Novel syntheses of cyclopropyldiisopropylamine (15), di-tert- butylcyclopropylamine (16), dicyclopropylisopropylamine (17), and tricyclopropylamine (18) are described. Hyperfine data were determined by ESR spectroscopy for the radical cations of these trialkylamines, as well as for those of ethyldiisopropylamine (10), diisopropyl-n-propylamine (11), dicyclohexylethylamine (12), diisopropyl-3-pentylamine (14), and 1- azabicyclo[3.3.3]undecane (manxine; 27). The radical cation of triisopropylamine (13) was reexamined under conditions of improved spectral resolution. Coupling constants of the 14N nucleus and the β-protons in the radical cations of 18 trialkylamines provide reliable information about the geometries of these species, which are confirmed by theoretical calculations. With the exception of a few oligocyclic amines, for which flattening is impaired by the rigid molecular framework, all of the radical cations should be planar. Correlation between the observed coupling constants of the β- protons and the calculated 2 θ> values of the dihedral angle θ, defining the conformation of the alkyl substituent or the azacycloalkane, is verified. Upon oxidation, striking changes occur for those amines that have cyclopropyl substituents, because of the tendency of these groups to assume a perpendicular conformation in the neutral amines and a bisected orientation in the corresponding radical cations.

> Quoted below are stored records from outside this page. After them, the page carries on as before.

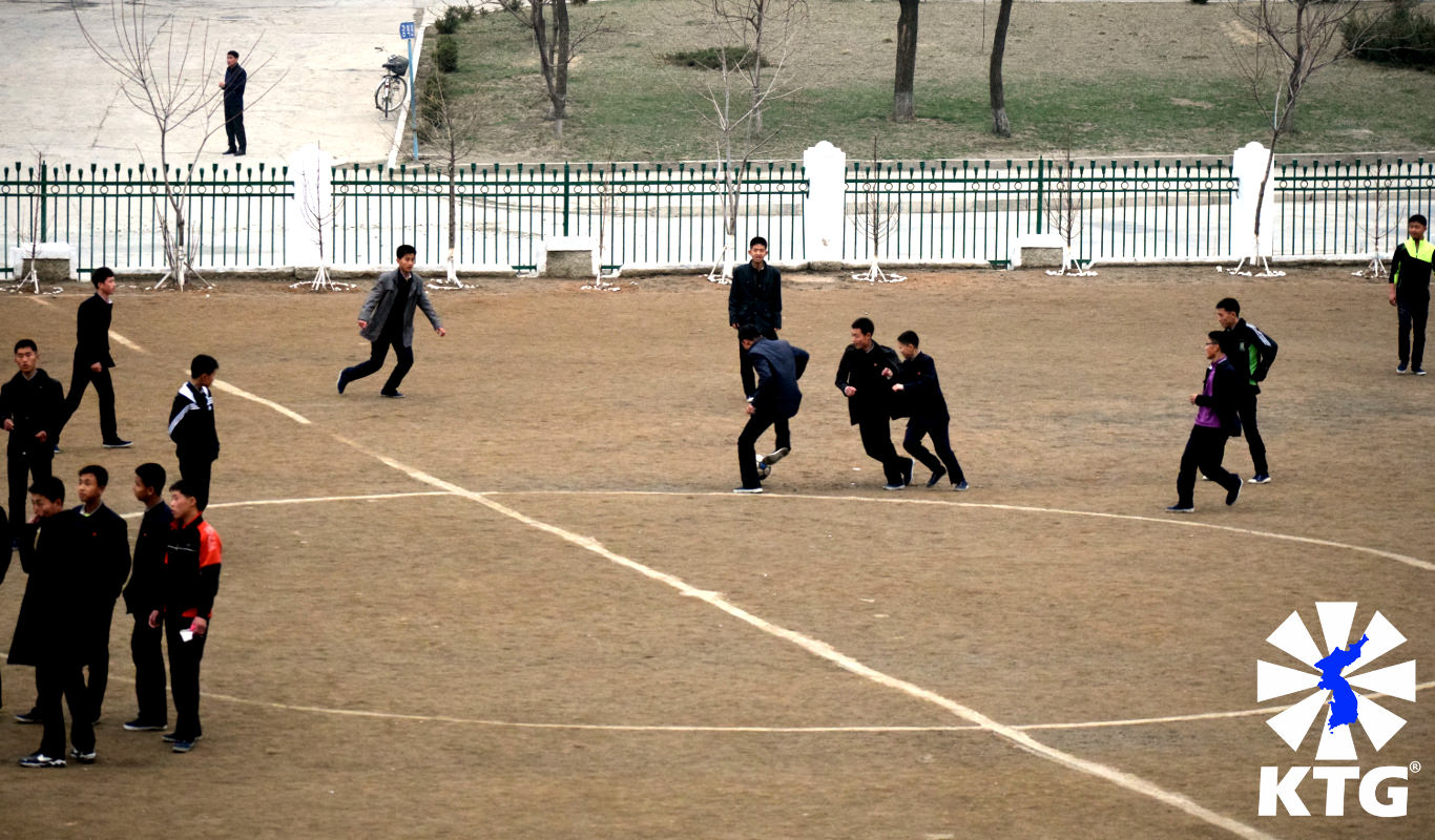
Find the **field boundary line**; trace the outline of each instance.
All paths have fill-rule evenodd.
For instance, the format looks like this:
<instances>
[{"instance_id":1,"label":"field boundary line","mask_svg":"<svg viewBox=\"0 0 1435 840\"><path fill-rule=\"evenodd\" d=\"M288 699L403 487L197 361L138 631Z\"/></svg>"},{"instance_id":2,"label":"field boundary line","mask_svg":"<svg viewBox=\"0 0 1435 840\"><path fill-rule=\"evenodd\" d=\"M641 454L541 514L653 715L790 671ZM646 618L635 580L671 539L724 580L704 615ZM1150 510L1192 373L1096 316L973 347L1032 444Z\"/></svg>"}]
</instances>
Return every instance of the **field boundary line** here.
<instances>
[{"instance_id":1,"label":"field boundary line","mask_svg":"<svg viewBox=\"0 0 1435 840\"><path fill-rule=\"evenodd\" d=\"M603 543L600 543L598 540L596 540L596 539L593 539L590 536L581 536L581 535L573 533L571 530L565 530L563 528L558 528L557 525L550 525L547 522L534 519L534 517L531 517L531 516L528 516L528 515L525 515L525 513L522 513L519 510L515 510L512 507L508 507L507 505L502 505L499 502L495 502L494 499L489 499L484 493L476 493L474 490L464 489L464 487L461 487L461 486L458 486L458 485L455 485L452 482L446 482L443 479L439 479L438 476L432 476L429 473L425 473L423 470L419 470L416 467L410 467L409 464L397 462L397 460L395 460L395 459L392 459L392 457L389 457L389 456L386 456L383 453L375 452L375 450L366 447L366 446L363 446L360 443L356 443L356 442L353 442L353 440L350 440L347 437L342 437L342 436L339 436L336 433L331 433L331 434L333 434L333 437L336 440L339 440L342 443L347 443L349 446L354 447L356 450L359 450L359 452L362 452L362 453L364 453L364 454L367 454L367 456L370 456L373 459L377 459L383 464L386 464L389 467L393 467L393 469L396 469L396 470L408 474L409 477L412 477L412 479L415 479L418 482L423 482L426 485L430 485L430 486L435 486L435 487L439 487L439 489L443 489L443 490L453 492L453 493L456 493L459 496L464 496L465 499L471 499L474 502L478 502L479 505L488 507L489 510L492 510L495 513L499 513L499 515L507 516L507 517L509 517L509 519L512 519L515 522L519 522L522 525L527 525L527 526L534 528L537 530L541 530L544 533L550 533L550 535L557 536L558 539L563 539L563 540L565 540L565 542L568 542L571 545L575 545L575 546L578 546L581 549L593 552L593 553L598 555L600 558L603 558L603 559L606 559L606 560L608 560L608 562L611 562L614 565L618 565L618 566L623 566L626 569L634 571L634 572L637 572L637 573L640 573L640 575L643 575L646 578L650 578L653 581L657 581L660 583L666 583L666 585L672 586L673 589L676 589L683 596L696 598L696 599L699 599L699 601L702 601L702 602L705 602L705 603L707 603L710 606L715 606L715 608L720 609L722 612L726 612L728 615L730 615L730 616L733 616L733 618L736 618L736 619L739 619L742 622L746 622L746 624L752 625L753 628L761 629L762 632L765 632L768 635L772 635L772 636L776 636L776 638L784 639L786 642L791 642L791 644L794 644L794 645L796 645L796 646L808 651L809 654L812 654L812 655L815 655L818 658L827 659L828 662L832 662L834 665L842 668L844 671L848 671L851 674L862 677L862 678L865 678L865 679L868 679L871 682L875 682L878 685L883 685L883 687L900 691L900 692L903 692L903 694L905 694L905 695L908 695L911 698L916 698L916 700L920 700L920 701L926 701L926 702L930 702L930 704L937 705L940 708L944 708L949 712L954 714L956 717L963 718L966 721L970 721L970 722L982 727L983 730L990 731L992 734L994 734L997 737L1000 737L1000 738L1003 738L1006 741L1010 741L1017 748L1025 750L1025 751L1027 751L1027 753L1030 753L1030 754L1033 754L1033 755L1036 755L1039 758L1046 758L1048 761L1052 761L1052 763L1055 763L1055 764L1058 764L1060 767L1066 767L1069 770L1073 770L1073 771L1078 771L1078 773L1083 773L1086 775L1092 775L1092 777L1109 781L1109 783L1115 784L1116 787L1122 787L1122 788L1125 788L1128 791L1132 791L1132 793L1137 793L1137 794L1154 798L1154 800L1157 800L1157 801L1159 801L1162 804L1167 804L1167 806L1170 806L1170 807L1172 807L1172 808L1175 808L1178 811L1185 813L1187 816L1191 816L1191 817L1195 817L1195 818L1203 820L1205 823L1210 823L1210 824L1213 824L1213 826L1215 826L1218 829L1223 829L1225 831L1230 831L1231 834L1236 834L1238 837L1246 837L1247 840L1273 840L1273 837L1270 834L1267 834L1266 831L1261 831L1260 829L1256 829L1254 826L1247 826L1246 823L1241 823L1241 821L1238 821L1238 820L1236 820L1233 817L1227 817L1225 814L1215 813L1215 811L1207 808L1205 806L1201 806L1195 800L1187 797L1185 794L1168 791L1168 790L1159 787L1158 784L1155 784L1152 781L1147 781L1145 778L1142 778L1139 775L1135 775L1132 773L1126 773L1124 770L1118 770L1115 767L1111 767L1111 765L1106 765L1106 764L1101 764L1099 761L1092 761L1089 758L1081 758L1081 757L1073 755L1071 753L1066 753L1063 750L1058 750L1056 747L1050 747L1048 744L1043 744L1043 743L1038 741L1036 738L1027 735L1026 732L1020 731L1020 730L1016 730L1016 728L1013 728L1010 725L1006 725L1006 724L1002 724L1002 722L999 722L999 721L996 721L993 718L989 718L987 715L979 712L977 710L966 707L966 705L961 705L960 702L957 702L954 700L950 700L947 697L943 697L943 695L937 694L936 691L923 688L923 687L920 687L920 685L917 685L914 682L908 682L905 679L893 677L893 675L885 674L883 671L878 671L878 669L875 669L875 668L872 668L870 665L865 665L865 664L854 659L852 657L848 657L847 654L842 654L837 648L832 648L827 642L822 642L822 641L815 639L812 636L806 636L806 635L799 634L796 631L792 631L792 629L775 625L775 624L772 624L772 622L769 622L769 621L766 621L766 619L763 619L763 618L761 618L761 616L758 616L758 615L755 615L752 612L748 612L746 609L742 609L740 606L738 606L738 605L735 605L735 603L732 603L729 601L726 601L718 592L710 592L710 591L699 589L699 588L687 583L682 578L677 578L677 576L670 575L667 572L662 572L659 569L654 569L651 566L643 565L643 563L640 563L637 560L633 560L630 558L626 558L623 555L611 552L607 548L604 548Z\"/></svg>"}]
</instances>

Kinetic Applications of Electron Paramagnetic Resonance Spectroscopy. 35. The Search for a Dialkylaminyl Rearrangement. Ring Opening of N-Cyclobutyl-N-n-propylaminyl

A search for a dialkylaminyl radical which rearranges at a rate suitable for study by kinetic EPR spectroscopy has shown that cyclobutyl-n-propylaminyl is such a species.This radical undergoes ring opening, and the rate constant for this process can be represented by log (kr/s-1) = (12.8+/-1.5) - (10.5+/-1.5)/θ, where θ = 2.3RT kcal/mol.